Post-Training Embedding Alignment for Decoupling Enrollment and Runtime Speaker Recognition Models

Chenyang Gao,Brecht Desplanques,Chelsea J.-T. Ju,Aman Chadha,Andreas Stolcke
2024-01-23
Abstract:Automated speaker identification (SID) is a crucial step for the personalization of a wide range of speech-enabled services. Typical SID systems use a symmetric enrollment-verification framework with a single model to derive embeddings both offline for voice profiles extracted from enrollment utterances, and online from runtime utterances. Due to the distinct circumstances of enrollment and runtime, such as different computation and latency constraints, several applications would benefit from an asymmetric enrollment-verification framework that uses different models for enrollment and runtime embedding generation. To support this asymmetric SID where each of the two models can be updated independently, we propose using a lightweight neural network to map the embeddings from the two independent models to a shared speaker embedding space. Our results show that this approach significantly outperforms cosine scoring in a shared speaker logit space for models that were trained with a contrastive loss on large datasets with many speaker identities. This proposed Neural Embedding Speaker Space Alignment (NESSA) combined with an asymmetric update of only one of the models delivers at least 60% of the performance gain achieved by updating both models in the standard symmetric SID approach.

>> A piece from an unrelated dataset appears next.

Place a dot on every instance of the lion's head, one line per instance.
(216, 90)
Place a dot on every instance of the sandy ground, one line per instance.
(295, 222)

Audio and Speech Processing,Machine Learning,Sound
What problem does this paper attempt to address?
This paper discusses how to solve the asymmetry problem in speaker recognition (SID) in the speech recognition system without updating the speaker model, by using Post-Training Embedding Alignment (POST-TRAINING EMBEDDING ALIGNMENT). Traditional SID systems use a single model to handle offline speaker archives and online speech streams. However, due to different training and runtime environments, such as computation and latency constraints, the paper proposes an asymmetric framework that uses different models for registration and runtime embedding generation. To address the mismatch between the models, the paper proposes a method called Neural Embedding Speaker Space Alignment (NESSA), which uses lightweight neural networks to map the embeddings generated by two independent models to a shared speaker embedding space. Experimental results show that this method performs significantly better than cosine similarity-based shared speaker log space scoring on large-scale contrastive loss training datasets. By combining asymmetric updates where only one model is updated, NESSA achieves at least 60% improvement in the performance compared to standard symmetric SID methods that update both models. The paper also points out that previous work mainly relies on the alignment of shared speaker log score space, which may be ineffective when using models trained with non-typical training objectives. In contrast, NESSA allows independent model updates without joint training of the models and improves performance without large-scale updates to the models. The experimental section demonstrates the performance of NESSA in different scenarios, including comparisons with baseline models, proving its advantages in the asymmetric framework. Furthermore, the paper explores the impact of using different numbers of training speakers and an enhanced version of contrastive learning (M3) on NESSA, showing that in specific cases, this approach can approach or exceed the performance of a standard symmetric framework that updates both models. In summary, this paper aims to address the model mismatch issue in asymmetric speaker recognition frameworks by implementing the NESSA method, which enables effective and independent model updates, improving system efficiency and performance.